1 – As democracia não gostam muito que as maltratem, começam a dar de si. E se estão cansadas como a nossa, esgarçam, como os tecidos velhos. E abrem buracos. Luís Montenegro abriu mais um, na semana passada. Eu bem sei que o meu lado excessivamente institucional se dá mal com a tentação dos fora-de-jogo em que a politica por vezes tropeça, preferindo-lhes eu essa coisa mais prosaica que é o jogo democrático: com as regras, costumes, calendários da democracia que embora a custo, ainda vai vigorando. Não se trata de hipervalorizar meros regulamentos ou enaltecer que a saúde e a vitalidade de um sistema democrático neles se esgotem. Falo antes de uma certa ( e mais digna) lógica nos comportamentos políticos, da necessidade de mais substancia e menos aparelhismo, de mais maturidade e menos pressa oportunística. Do valor do exemplo. Não vale tudo.

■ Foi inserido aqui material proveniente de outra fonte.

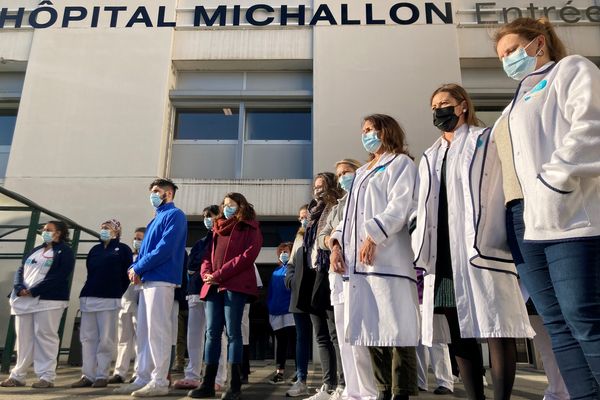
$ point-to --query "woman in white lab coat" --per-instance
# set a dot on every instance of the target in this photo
(371, 245)
(461, 244)
(551, 168)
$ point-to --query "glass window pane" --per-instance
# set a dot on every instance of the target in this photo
(7, 127)
(207, 124)
(278, 124)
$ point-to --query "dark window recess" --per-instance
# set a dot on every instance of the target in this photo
(273, 124)
(8, 119)
(207, 124)
(277, 232)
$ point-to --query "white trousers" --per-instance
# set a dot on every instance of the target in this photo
(356, 364)
(195, 340)
(126, 346)
(37, 343)
(98, 335)
(154, 333)
(556, 389)
(439, 356)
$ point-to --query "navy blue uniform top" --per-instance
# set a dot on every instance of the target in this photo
(107, 270)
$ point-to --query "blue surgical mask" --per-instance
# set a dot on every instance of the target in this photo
(284, 258)
(346, 181)
(519, 64)
(229, 212)
(47, 236)
(105, 235)
(155, 200)
(371, 142)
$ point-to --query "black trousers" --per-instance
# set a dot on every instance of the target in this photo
(395, 369)
(285, 340)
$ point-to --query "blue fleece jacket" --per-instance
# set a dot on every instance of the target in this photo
(107, 270)
(278, 298)
(163, 247)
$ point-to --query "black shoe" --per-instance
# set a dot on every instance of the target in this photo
(116, 379)
(442, 390)
(202, 392)
(277, 379)
(385, 395)
(234, 387)
(206, 390)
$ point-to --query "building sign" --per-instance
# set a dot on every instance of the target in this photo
(46, 15)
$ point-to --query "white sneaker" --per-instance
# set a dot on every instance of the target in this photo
(299, 388)
(322, 394)
(337, 394)
(151, 390)
(128, 389)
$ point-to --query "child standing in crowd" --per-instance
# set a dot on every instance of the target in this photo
(282, 321)
(100, 301)
(126, 349)
(196, 316)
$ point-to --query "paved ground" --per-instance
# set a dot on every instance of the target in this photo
(529, 384)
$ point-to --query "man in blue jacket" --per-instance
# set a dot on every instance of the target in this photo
(158, 269)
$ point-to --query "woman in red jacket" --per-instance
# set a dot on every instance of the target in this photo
(229, 282)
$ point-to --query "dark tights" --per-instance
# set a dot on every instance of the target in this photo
(503, 355)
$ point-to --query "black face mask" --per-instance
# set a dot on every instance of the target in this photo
(444, 119)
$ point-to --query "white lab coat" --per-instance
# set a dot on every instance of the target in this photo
(554, 124)
(382, 306)
(488, 299)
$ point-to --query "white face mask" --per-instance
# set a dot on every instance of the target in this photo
(518, 64)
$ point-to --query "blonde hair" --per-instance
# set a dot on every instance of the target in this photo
(529, 29)
(459, 94)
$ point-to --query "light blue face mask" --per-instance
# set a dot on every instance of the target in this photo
(371, 142)
(155, 200)
(137, 244)
(229, 212)
(519, 64)
(105, 235)
(47, 236)
(346, 181)
(284, 258)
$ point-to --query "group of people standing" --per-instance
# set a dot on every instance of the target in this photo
(491, 218)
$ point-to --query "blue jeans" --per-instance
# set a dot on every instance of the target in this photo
(303, 339)
(563, 280)
(224, 309)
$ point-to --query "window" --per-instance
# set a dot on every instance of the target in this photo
(242, 124)
(274, 124)
(207, 124)
(8, 119)
(245, 141)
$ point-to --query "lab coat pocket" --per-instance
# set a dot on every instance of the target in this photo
(556, 210)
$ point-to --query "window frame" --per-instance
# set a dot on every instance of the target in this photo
(241, 105)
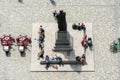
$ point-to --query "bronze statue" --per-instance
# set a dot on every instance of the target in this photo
(61, 20)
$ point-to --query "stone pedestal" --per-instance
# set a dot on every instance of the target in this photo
(63, 42)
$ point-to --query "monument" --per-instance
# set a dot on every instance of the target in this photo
(63, 40)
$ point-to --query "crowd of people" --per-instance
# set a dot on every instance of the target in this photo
(48, 61)
(8, 40)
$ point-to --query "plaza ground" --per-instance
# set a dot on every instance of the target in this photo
(17, 18)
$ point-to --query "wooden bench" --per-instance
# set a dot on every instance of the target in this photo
(64, 62)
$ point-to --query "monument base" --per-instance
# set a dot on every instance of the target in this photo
(63, 42)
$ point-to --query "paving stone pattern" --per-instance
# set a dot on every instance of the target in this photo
(17, 18)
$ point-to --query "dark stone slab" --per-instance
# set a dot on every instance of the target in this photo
(62, 42)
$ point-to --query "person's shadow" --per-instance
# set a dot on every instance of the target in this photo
(53, 2)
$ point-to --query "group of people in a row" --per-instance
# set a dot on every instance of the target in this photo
(41, 42)
(20, 40)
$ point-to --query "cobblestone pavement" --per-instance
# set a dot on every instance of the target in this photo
(17, 18)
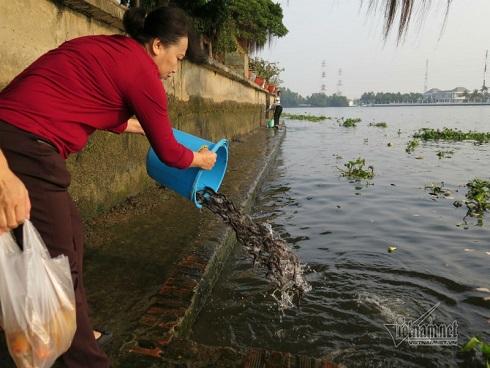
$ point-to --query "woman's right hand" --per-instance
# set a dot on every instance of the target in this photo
(205, 159)
(15, 206)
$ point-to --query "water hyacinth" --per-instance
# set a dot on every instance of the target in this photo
(312, 118)
(429, 134)
(355, 169)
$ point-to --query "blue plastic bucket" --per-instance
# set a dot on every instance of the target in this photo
(187, 182)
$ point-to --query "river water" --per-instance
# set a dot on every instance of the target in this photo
(342, 231)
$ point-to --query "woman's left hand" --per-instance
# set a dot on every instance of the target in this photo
(134, 126)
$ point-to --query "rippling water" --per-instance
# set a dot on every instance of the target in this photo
(342, 230)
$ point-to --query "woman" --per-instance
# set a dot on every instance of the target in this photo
(50, 109)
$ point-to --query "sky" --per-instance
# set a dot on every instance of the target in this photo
(347, 37)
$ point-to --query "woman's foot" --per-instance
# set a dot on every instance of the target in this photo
(102, 337)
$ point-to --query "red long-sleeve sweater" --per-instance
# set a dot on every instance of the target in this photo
(89, 83)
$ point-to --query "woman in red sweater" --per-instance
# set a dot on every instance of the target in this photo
(49, 111)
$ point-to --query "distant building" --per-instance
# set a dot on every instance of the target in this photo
(435, 95)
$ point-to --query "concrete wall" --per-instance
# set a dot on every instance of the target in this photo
(210, 101)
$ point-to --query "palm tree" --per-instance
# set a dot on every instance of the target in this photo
(405, 9)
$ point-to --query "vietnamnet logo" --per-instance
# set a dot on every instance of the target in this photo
(423, 330)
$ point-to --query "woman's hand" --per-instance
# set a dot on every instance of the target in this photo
(134, 126)
(15, 206)
(205, 159)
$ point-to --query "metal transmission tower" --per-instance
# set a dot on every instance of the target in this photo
(339, 83)
(484, 88)
(323, 88)
(426, 79)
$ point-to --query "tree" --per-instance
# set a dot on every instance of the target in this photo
(265, 69)
(227, 22)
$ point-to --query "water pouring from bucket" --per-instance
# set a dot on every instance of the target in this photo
(189, 182)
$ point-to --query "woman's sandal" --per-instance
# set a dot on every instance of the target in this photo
(104, 338)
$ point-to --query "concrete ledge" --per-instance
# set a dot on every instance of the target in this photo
(111, 13)
(105, 11)
(177, 304)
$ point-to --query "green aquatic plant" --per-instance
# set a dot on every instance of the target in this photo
(411, 145)
(477, 199)
(379, 125)
(446, 134)
(445, 154)
(354, 169)
(312, 118)
(350, 122)
(475, 344)
(437, 190)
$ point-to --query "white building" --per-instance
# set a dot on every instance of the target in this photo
(435, 95)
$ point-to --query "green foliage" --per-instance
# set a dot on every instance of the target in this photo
(355, 170)
(322, 100)
(372, 98)
(291, 99)
(257, 20)
(475, 344)
(313, 118)
(438, 191)
(265, 69)
(447, 134)
(445, 154)
(349, 122)
(411, 145)
(379, 125)
(225, 21)
(478, 197)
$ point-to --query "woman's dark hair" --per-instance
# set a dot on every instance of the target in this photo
(168, 24)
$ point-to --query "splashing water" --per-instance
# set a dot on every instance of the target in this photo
(267, 248)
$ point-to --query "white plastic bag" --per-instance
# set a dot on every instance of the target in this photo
(37, 301)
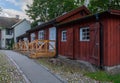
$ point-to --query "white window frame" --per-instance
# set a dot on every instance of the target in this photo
(64, 38)
(84, 35)
(41, 35)
(32, 36)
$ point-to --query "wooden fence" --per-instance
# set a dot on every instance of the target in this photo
(37, 48)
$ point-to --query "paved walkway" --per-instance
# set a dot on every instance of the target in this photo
(32, 71)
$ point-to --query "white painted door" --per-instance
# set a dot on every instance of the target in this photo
(52, 36)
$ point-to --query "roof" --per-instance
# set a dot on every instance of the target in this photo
(111, 12)
(23, 35)
(6, 22)
(68, 14)
(42, 26)
(19, 22)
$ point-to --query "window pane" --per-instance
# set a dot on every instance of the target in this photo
(84, 34)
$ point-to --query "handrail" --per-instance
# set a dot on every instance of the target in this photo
(36, 46)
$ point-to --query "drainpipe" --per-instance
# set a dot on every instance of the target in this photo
(56, 43)
(101, 41)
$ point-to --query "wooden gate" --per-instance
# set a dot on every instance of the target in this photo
(95, 44)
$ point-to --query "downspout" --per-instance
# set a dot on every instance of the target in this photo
(56, 44)
(100, 40)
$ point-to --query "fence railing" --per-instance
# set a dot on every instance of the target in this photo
(37, 48)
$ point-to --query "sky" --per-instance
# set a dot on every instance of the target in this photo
(11, 8)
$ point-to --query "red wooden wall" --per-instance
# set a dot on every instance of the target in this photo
(113, 51)
(86, 50)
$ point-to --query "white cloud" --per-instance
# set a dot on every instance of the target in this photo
(13, 13)
(21, 3)
(14, 2)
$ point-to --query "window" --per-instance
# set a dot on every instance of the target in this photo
(41, 35)
(8, 42)
(32, 36)
(64, 35)
(8, 31)
(84, 34)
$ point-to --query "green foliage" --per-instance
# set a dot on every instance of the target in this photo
(103, 76)
(102, 5)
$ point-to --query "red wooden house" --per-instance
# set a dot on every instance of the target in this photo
(43, 31)
(93, 38)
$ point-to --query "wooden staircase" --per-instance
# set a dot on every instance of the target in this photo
(37, 48)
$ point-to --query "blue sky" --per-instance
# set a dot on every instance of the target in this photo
(9, 5)
(11, 8)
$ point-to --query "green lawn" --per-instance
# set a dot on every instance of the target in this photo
(103, 76)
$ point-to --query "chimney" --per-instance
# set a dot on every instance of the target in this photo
(17, 16)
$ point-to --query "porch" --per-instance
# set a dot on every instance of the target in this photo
(36, 48)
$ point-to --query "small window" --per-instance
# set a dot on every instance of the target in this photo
(8, 31)
(84, 34)
(32, 36)
(41, 35)
(64, 35)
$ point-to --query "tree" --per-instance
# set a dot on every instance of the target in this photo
(101, 5)
(44, 10)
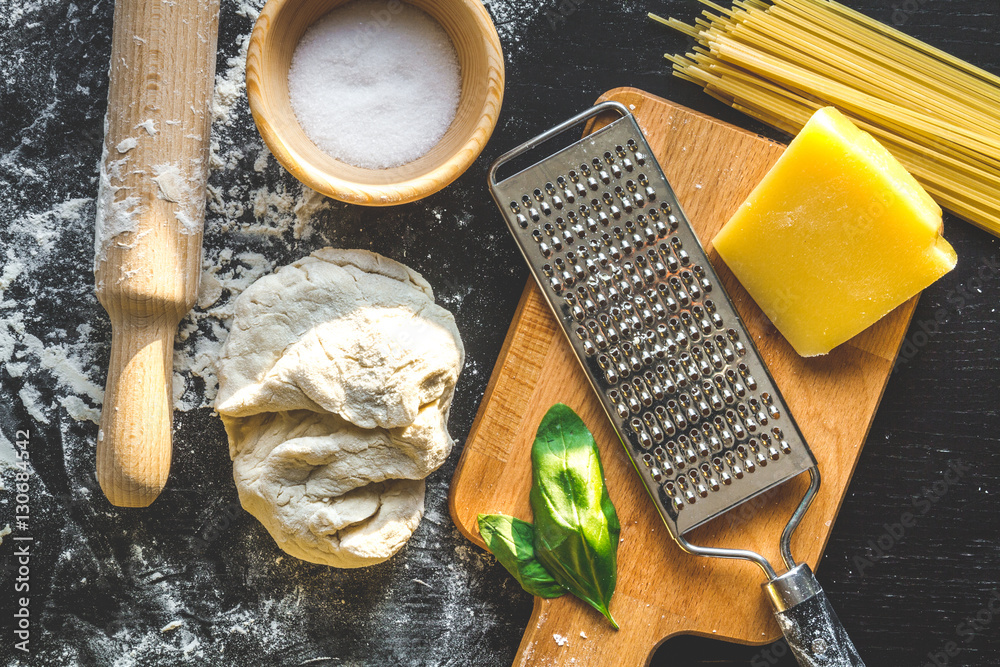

Já víramos António Costa enxotar Seguro de uma liderança socialista deficiente; vimo-lo depois enterrar os votos nacionais – pulmão do organismo democrático – de quem chegara em primeiro lugar e sobre esse chão erguer um edifício político, tão legal quanto ferido de legitimidade politica mas era o preço. Assistiu-se com pasmo e pena ao “downgrading” do Parlamento, onde todas as astúcias e abusos parecem prática corrente nos senhores deputados da nação e consentida por quem deles é suposto velar. E hoje eis Montenegro “acting” por sua conta, com uma velocidade só igual á infelicidade da dúvida que suscita: que o faz correr agora? E porquê agora e agora como? Esqueceu-se de nos dizer. E o que disse foi inversamente proporcional ao estrépito com que galopou para a sela do PSD (que não a do país). O espectáculo das palavras e dos actos permite porém uma (quase) certeza: tudo ficará igual, mesmo que de início também permita a ilusão de não parecer igual.

2 – António Costa esperou porém que o outro António, detestado rival que lhe empatava a entrada no portão do poder, representasse a família socialista nas eleições europeias desse ano: a democracia seguiu o seu rumo normal. Depois foi-lhe inteiramente indiferente que o resultado não tivesse sido sequer vexatório para o PS: ele, Costa, não podia esperar, perdia de vez, a sua vez. Mas o que interessa é que Seguro, fraco líder da oposição socialista como é hoje Rui Rio, foi a votos: seguiu-se o preceito e a regra, houve avaliação política, o eleitorado falou.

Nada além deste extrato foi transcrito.